Das klappt soweit auch ganz gut, aber bei  Locales muß ich dann

jede einzelne Datei per Symplink ins entsprechende kde-Verzeichnis umbiegen... per Hand, weil /usr/share/locales ja auch die Übersetzungsdaten anderer Programme enthält und ich mir nicht mein kde-Verzeichnis mit "fremden"

Dateien überfrachten möchte.

Gibt es eine Erklärung, weshalb Apps nun nach /usr kommen? Und muß ich evtl. noch irgendetwas umkonfigurieren, damit die Apps auch dann laufen, wenn sie "nur" unter /usr liegen.

Es kann doch nicht der Sinn und Zweck sein, daß man erst einen haufen

Dateien symbolisch rumschiebt, damit andere als die Core-Apps laufen?

Gruß Daniel

----------

## Rikyu

Selbst das verbiegen der Verzeichnisse mit Symlinks bringt bei mir keinen Erfolg  :Sad:  KOffice Anwendungen lassen sich nicht starten.

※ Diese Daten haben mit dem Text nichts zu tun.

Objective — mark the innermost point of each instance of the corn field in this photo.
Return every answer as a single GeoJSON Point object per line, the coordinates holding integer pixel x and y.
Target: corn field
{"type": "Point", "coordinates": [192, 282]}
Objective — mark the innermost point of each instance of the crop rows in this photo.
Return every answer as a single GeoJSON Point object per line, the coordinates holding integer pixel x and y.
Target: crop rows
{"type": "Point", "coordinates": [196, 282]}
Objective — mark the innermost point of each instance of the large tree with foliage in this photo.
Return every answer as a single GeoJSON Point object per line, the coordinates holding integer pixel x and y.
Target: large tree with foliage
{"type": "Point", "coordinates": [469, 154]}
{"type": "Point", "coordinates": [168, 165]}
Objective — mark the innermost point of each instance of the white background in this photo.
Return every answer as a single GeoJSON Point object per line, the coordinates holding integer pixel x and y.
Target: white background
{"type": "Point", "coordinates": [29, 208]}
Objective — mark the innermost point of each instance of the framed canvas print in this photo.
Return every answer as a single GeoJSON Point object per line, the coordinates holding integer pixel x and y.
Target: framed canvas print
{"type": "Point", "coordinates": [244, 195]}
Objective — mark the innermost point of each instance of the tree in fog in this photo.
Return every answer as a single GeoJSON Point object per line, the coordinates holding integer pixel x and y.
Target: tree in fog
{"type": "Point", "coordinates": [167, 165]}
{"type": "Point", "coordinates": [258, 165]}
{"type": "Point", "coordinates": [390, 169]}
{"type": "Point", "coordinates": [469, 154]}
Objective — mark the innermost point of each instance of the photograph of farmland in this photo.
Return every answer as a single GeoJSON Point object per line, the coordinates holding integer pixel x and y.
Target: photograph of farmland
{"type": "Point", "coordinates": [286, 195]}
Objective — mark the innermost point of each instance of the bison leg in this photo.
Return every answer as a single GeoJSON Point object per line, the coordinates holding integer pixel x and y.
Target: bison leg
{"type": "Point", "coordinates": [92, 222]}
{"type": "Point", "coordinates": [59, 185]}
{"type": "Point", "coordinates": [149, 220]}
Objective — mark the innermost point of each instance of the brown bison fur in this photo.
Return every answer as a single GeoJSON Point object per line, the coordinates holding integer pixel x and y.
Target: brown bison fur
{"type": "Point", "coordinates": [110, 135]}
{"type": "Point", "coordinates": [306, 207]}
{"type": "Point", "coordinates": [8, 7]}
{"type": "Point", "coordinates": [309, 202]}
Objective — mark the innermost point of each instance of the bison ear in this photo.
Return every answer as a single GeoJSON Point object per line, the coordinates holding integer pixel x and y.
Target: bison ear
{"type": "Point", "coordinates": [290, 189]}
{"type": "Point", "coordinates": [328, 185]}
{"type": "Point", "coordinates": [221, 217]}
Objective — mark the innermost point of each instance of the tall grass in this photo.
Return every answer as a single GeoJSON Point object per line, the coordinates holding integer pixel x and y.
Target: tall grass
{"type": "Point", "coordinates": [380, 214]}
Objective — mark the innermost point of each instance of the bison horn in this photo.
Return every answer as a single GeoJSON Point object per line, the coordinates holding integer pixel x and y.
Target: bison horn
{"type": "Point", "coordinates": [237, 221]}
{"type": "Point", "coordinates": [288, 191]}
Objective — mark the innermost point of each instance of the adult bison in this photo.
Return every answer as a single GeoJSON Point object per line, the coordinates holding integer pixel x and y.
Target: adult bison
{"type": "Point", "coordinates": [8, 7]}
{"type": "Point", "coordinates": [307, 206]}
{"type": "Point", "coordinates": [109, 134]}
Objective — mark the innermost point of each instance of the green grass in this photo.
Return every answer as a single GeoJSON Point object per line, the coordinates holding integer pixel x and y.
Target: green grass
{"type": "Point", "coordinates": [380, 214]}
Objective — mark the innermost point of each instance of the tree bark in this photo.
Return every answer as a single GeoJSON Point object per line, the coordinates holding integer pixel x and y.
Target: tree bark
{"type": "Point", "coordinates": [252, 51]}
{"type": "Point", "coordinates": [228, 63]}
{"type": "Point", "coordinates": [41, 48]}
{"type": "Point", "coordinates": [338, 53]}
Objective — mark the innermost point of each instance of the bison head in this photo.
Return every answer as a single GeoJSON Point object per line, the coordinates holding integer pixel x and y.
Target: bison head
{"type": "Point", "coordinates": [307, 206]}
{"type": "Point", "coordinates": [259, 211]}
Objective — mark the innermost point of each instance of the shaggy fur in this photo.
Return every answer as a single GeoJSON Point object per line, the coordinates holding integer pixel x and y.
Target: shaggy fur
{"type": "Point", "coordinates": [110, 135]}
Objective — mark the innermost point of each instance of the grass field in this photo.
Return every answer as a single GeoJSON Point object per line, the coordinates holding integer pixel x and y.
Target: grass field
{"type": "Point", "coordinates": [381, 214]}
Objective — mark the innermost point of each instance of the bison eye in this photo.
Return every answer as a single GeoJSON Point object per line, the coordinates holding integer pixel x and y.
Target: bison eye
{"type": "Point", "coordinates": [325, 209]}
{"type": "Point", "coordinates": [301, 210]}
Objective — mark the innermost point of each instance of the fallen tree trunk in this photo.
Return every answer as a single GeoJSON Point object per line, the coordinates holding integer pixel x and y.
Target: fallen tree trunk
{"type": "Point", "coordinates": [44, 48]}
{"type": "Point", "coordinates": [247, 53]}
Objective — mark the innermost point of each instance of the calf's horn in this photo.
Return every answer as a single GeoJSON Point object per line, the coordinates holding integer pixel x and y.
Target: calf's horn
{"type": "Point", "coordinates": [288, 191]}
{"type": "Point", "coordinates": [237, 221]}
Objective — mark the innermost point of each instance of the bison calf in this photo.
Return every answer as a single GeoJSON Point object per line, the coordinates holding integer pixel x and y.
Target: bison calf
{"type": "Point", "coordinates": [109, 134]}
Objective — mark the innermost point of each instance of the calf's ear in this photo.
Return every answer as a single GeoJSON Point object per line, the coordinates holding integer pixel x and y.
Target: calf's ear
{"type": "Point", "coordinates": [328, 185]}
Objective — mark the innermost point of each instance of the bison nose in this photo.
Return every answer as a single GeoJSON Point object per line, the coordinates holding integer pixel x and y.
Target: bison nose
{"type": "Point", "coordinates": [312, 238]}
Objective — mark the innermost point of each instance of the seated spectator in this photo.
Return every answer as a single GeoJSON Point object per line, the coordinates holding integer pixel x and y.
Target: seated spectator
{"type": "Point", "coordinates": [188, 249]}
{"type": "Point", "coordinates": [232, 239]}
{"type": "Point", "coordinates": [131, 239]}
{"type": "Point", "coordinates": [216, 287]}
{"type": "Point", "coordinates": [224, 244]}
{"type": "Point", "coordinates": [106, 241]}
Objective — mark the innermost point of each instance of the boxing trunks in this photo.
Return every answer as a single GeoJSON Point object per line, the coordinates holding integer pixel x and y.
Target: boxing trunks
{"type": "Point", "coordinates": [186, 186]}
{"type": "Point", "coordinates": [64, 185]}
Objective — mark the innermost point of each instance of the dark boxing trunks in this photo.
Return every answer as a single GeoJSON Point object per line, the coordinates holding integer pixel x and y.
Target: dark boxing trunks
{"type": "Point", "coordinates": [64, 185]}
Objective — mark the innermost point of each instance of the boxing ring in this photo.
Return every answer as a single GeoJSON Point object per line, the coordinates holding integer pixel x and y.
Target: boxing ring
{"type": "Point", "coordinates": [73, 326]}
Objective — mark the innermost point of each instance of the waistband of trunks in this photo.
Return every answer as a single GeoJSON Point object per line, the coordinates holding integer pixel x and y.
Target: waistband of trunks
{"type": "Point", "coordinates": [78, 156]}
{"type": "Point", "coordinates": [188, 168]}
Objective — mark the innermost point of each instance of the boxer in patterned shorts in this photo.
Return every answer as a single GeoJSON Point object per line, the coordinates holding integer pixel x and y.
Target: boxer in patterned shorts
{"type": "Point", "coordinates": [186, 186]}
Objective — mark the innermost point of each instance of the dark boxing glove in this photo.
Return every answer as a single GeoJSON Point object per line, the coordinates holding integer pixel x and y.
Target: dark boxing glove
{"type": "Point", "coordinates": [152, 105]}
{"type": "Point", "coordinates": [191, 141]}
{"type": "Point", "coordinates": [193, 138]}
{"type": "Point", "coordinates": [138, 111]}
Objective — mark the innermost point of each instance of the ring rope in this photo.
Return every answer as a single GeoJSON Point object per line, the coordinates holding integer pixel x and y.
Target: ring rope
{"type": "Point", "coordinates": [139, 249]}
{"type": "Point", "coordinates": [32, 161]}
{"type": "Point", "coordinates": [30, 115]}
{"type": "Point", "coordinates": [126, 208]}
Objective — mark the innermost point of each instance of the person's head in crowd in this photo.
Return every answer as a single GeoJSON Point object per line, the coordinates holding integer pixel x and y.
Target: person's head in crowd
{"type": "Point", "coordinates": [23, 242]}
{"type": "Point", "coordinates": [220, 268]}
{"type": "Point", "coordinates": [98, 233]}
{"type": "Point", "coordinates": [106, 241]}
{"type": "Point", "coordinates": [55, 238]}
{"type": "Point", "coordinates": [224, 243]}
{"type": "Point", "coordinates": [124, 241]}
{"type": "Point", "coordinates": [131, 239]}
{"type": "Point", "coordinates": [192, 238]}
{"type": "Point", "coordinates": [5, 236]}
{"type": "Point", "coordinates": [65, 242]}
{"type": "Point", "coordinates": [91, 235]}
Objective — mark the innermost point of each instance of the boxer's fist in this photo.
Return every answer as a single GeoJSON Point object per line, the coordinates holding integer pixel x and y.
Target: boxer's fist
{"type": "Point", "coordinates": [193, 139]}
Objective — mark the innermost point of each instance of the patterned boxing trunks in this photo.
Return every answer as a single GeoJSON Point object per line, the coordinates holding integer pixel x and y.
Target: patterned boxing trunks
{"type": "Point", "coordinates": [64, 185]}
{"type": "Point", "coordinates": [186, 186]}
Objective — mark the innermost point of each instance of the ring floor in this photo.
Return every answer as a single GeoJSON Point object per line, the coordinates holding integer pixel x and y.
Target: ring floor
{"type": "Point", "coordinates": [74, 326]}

Glücklicherweise habe ich meine Suse Installation noch nicht gelöscht, da ich einige wichtige Dokumente unter KOffice habe.

Diese anscheinend nicht besonders gut getestete Änderung wirft meine Meinung von Gentoo ein ganzes Stück zurück, ich war bisher eigentlich voll Überzeugt von Gentoo, das aber ein funktionierendes System derart durch ein Update einer Anwendung kaputt gemacht werden kann stimmt mich etwas fraglich zumal noch nicht mal ein downgrade auf die alte Version das Problem behebt.

----------